History fun at half term!

Here’s wishing everyone a lovely half term after lots of good history-ing so far since Christmas.  There are lots of things on that might interest people passionate about their history, and here are just a few:

The annual Jorvik Viking festival starts on Saturday and there are events in and around the city all week.  This year’s theme is ‘Fire and Ice’.  For the full programme have a look at http://www.jorvik-viking-festival.co.uk.  It’s the largest Viking Festival in Europe and there is going to be a camp in the city centre all week.  Sadly the Viking wedding feast is sold out already, but the annual finale is open to all and you can expect fireworks.
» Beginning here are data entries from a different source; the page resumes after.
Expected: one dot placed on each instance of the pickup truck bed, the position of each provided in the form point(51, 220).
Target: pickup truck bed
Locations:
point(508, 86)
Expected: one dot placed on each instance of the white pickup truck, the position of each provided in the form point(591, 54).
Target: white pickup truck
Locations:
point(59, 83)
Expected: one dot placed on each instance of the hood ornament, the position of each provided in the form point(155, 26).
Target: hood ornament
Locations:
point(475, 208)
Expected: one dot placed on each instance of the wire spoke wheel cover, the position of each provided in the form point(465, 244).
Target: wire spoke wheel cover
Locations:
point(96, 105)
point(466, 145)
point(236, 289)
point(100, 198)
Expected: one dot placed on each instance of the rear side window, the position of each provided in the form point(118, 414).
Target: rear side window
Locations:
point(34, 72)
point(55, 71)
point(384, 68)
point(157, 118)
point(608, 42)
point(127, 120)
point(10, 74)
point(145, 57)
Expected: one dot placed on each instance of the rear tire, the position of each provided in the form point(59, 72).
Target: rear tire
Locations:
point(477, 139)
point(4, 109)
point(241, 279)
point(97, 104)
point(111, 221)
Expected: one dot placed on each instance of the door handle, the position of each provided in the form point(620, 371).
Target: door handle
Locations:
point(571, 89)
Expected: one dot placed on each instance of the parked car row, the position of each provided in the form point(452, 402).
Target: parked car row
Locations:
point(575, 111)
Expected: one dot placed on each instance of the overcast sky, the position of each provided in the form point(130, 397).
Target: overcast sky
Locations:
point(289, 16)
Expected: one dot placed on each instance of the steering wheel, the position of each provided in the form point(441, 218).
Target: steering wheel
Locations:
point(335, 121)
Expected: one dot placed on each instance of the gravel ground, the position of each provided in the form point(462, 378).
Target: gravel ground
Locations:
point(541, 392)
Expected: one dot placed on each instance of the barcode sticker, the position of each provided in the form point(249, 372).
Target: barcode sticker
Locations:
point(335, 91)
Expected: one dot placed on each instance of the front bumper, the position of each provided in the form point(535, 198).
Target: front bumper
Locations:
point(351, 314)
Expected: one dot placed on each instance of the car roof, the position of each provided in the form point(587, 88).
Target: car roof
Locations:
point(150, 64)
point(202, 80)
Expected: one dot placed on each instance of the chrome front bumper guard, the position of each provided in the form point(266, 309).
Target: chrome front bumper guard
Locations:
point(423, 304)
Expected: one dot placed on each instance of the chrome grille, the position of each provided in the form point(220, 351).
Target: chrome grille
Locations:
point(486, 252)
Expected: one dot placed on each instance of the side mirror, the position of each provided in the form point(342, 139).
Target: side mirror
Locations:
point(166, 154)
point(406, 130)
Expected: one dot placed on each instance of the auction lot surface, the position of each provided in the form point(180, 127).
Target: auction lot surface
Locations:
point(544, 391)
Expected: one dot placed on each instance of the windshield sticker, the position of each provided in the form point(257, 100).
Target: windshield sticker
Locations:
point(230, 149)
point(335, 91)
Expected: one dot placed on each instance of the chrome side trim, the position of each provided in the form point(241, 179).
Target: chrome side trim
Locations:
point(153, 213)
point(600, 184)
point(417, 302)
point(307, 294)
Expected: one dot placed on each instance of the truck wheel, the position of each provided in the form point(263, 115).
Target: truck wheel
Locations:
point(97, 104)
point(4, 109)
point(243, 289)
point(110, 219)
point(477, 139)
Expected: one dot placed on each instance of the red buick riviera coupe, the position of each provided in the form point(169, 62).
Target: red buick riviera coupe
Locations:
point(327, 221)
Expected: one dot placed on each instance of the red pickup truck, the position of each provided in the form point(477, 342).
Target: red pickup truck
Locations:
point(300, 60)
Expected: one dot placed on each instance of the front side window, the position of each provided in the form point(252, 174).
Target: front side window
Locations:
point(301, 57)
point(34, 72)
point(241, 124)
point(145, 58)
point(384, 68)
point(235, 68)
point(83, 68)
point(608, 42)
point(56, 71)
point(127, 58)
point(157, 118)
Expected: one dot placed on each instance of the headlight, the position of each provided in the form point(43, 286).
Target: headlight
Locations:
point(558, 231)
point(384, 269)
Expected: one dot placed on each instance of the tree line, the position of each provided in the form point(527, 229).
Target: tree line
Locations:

Year 11 should try to get to see ‘Selma’, out in cinemas now.  This is a brilliant chance to get to grips with a film interpretation of a key part of your controlled assessment.

At the National Railway Museum there is an exhibition to mark 50 years since the death of Winston Churchill.  They have the train that was part of the greatest state funeral in Britain since Queen Victoria’s in 1901.

If you haven’t seen the 1914 exhibition at the Castle Museum, you really should.  Don’t forget that York Minster and the Castle Museum are free with a York Card.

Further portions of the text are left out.